The National Bank of Romania inflation forecasts based on econometric models are more accurate than the target inflation
Economic Annals-XXI: Volume 125, Issue 1-2(1), Pages: 12-15
Citation information:
Marin, E., & Bratu (Simionescu), M. (2013). The National Bank of Romania inflation forecasts based on econometric models are more accurate than the target inflation. Economic Annals-XXI, 1-2(1), 12-15. https://ea21journal.world/index.php/ea-v125-03/
Erika Marin
PhD,
Professor,
Faculty of Cybernetics, Statistics and Economic Informatics,
Academy of Economic Studies, Bucharest, Romania
decanat@csie.ase.ro
Mihaela Bratu (Simionescu)
PhD Candidate (Statistics),
Faculty of Cybernetics, Statistics and Economic Informatics,
Academy of Economic Studies, Bucharest, Romania
mihaela_mb1@yahoo.com
The National Bank of Romania inflation forecasts based on econometric models are more accurate than the target inflation
Abstract. The objective of this research is to show that National Bank of Romania follow the international pattern by providing inflation rate forecasts based on its own model better than the target inflation. Starting from quarterly values for the annual inflation, for 2012 the forecasts based on the institution macro-econometric models were more accurate than the annual target fixed for each quarter. The accuracy of inflation targets made for 2013 was evaluated in ex-ante variant, choosing as benchmark forecasts those provided by NBR and the na?ve ones. This study introduces as a novelty in literature some measures of accuracy and it proposes the evaluation of accuracy for uncertainty intervals using only the lower, respectively the upper limit of each forecast interval. Only with some exceptions the errors based on the inferior limit of uncertainty intervals proposed by NBR are smaller than those computed using the superior boundaries as point forecasts. In ex-ante variant, for 2013 the targets for this year and the NBR forecasts based on econometric models were chosen as possible realizations.
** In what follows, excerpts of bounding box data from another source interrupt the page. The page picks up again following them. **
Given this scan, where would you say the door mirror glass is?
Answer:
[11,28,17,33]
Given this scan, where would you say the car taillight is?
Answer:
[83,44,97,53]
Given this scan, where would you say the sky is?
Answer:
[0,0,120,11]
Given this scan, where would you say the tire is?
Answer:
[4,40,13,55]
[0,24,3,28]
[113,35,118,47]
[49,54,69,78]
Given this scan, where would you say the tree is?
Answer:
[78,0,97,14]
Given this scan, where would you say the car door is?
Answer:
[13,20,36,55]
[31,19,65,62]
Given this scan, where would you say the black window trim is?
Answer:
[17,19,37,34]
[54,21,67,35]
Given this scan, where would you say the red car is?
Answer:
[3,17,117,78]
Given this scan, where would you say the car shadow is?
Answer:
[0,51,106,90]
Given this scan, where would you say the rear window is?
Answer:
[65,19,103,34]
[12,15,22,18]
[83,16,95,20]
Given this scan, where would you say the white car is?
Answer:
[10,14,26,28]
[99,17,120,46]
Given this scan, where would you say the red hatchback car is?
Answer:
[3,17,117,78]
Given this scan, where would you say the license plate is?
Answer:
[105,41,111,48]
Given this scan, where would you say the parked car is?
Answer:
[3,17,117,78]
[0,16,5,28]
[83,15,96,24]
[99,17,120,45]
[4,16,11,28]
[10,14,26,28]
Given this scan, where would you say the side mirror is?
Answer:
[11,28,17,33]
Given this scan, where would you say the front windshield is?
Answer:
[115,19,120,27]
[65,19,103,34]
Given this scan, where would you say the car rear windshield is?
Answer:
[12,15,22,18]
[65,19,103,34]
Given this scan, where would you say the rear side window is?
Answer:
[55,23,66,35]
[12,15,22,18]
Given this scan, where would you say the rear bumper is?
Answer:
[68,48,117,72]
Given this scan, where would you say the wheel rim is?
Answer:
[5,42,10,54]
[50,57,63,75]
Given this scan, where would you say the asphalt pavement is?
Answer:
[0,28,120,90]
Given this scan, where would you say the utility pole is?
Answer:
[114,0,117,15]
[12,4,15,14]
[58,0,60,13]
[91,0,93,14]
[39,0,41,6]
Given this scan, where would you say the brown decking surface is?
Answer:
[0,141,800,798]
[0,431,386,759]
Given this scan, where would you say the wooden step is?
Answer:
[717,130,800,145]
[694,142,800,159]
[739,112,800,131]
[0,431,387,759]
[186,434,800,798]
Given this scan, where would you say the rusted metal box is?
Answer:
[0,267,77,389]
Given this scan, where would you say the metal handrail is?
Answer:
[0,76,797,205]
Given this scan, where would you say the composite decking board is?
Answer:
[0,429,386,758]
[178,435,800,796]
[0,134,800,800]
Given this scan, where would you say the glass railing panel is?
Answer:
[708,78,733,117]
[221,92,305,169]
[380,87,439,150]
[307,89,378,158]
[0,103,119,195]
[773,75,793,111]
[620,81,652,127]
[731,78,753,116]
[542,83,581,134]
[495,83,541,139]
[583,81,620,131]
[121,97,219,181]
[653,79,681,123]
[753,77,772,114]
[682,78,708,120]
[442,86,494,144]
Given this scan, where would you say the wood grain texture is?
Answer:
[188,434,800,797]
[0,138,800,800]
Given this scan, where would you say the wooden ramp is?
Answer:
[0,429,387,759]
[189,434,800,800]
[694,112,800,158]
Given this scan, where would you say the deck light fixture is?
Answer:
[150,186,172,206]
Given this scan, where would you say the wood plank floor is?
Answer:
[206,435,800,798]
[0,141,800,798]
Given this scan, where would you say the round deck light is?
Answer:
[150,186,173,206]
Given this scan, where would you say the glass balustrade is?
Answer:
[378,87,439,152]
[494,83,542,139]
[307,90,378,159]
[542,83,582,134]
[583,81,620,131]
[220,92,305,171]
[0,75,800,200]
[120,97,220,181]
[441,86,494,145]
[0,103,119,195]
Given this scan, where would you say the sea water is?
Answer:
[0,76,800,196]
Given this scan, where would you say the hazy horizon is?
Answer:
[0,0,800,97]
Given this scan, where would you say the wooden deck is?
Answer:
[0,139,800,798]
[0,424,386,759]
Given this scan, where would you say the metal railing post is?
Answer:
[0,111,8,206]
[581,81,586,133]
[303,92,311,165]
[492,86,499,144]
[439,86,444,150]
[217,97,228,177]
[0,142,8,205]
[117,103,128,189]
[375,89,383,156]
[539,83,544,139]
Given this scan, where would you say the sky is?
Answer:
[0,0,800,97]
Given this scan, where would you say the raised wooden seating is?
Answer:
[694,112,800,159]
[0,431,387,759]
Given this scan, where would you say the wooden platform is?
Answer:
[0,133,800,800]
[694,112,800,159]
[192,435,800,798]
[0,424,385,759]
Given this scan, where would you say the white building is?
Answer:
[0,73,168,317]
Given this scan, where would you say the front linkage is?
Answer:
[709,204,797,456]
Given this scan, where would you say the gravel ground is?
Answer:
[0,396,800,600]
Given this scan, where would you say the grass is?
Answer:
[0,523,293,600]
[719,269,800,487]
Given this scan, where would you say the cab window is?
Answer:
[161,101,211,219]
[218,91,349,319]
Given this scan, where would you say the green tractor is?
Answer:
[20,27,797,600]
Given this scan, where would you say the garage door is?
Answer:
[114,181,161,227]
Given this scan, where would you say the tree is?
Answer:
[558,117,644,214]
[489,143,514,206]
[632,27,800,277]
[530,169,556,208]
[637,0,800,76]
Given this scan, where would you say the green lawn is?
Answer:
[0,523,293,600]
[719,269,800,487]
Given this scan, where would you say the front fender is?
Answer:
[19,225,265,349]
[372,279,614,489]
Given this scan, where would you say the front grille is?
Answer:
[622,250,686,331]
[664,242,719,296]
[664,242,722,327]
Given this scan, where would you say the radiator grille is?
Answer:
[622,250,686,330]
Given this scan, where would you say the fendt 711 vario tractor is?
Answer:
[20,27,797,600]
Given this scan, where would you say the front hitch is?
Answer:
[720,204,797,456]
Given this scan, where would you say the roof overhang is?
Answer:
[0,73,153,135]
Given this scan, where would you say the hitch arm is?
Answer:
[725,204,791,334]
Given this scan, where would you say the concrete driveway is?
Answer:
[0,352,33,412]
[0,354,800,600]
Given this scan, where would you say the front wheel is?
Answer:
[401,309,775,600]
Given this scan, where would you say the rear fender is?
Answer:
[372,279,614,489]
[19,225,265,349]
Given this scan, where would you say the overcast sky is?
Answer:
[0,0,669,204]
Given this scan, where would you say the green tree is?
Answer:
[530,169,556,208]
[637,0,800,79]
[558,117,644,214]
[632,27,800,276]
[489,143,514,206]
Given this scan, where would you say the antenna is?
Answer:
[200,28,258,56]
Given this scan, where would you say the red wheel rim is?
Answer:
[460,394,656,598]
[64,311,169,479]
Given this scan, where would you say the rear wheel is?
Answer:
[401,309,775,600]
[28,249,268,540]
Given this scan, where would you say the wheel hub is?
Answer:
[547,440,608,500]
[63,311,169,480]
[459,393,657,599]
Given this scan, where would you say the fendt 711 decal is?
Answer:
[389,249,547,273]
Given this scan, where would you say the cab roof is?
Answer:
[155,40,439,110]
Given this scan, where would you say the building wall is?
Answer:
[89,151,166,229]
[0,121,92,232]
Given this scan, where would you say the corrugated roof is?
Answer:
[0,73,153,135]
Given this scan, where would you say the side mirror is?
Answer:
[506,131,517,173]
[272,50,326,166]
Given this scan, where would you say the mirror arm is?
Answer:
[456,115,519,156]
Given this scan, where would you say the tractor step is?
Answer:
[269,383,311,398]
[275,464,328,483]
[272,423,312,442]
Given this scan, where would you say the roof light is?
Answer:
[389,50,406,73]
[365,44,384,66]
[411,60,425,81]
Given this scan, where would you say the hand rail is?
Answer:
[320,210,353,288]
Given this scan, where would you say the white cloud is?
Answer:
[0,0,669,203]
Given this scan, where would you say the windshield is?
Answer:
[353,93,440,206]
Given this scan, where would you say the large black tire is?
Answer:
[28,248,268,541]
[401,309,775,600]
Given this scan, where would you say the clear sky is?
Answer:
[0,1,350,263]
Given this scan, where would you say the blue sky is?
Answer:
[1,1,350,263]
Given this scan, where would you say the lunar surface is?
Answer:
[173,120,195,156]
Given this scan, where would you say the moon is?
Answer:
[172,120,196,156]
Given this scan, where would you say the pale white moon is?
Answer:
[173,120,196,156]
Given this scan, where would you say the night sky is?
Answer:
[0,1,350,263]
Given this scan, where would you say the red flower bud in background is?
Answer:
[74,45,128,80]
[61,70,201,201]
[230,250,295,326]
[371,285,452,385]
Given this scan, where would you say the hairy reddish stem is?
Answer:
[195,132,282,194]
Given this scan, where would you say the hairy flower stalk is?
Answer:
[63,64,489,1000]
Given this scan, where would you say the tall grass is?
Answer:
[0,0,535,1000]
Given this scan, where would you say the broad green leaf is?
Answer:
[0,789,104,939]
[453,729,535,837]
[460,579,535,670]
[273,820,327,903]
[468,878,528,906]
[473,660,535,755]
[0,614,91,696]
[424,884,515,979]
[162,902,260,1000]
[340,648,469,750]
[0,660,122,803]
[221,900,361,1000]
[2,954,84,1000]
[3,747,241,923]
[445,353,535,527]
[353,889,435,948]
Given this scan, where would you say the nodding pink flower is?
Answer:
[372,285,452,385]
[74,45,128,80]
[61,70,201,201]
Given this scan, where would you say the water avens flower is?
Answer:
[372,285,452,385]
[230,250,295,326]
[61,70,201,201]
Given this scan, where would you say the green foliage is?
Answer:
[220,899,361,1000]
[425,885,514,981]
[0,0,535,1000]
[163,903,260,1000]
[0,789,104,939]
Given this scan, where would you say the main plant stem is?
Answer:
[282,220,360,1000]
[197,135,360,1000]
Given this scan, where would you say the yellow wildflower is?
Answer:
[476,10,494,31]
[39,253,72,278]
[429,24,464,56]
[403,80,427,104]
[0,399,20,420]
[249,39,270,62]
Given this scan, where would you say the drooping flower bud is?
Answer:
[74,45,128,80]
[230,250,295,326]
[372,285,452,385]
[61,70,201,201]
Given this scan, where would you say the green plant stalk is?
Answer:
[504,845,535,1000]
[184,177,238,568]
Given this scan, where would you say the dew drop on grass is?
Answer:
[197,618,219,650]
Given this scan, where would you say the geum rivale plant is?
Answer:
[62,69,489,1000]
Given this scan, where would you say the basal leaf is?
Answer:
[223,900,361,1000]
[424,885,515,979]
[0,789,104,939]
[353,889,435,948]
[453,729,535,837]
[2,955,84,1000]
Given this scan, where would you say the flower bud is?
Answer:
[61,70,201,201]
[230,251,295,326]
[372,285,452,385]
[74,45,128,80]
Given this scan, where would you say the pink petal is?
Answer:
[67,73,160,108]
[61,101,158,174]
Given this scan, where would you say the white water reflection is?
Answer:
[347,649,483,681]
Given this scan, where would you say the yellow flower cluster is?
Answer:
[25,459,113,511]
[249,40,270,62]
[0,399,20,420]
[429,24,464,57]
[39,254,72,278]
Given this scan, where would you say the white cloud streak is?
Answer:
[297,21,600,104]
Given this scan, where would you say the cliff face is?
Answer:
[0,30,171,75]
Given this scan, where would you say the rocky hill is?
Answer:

If the targeted inflation is considered as the real value of inflation in the first two quarters of 2013 the upper limits of intervals are recommended to be chosen unlike the inferior boundaries for the third and the fourth quarters from 2013. This paper is an original research not only for assessing NBR forecasts accuracy, but also for the proposal of new methods of evaluating the accuracy for point forecasts and uncertainty intervals.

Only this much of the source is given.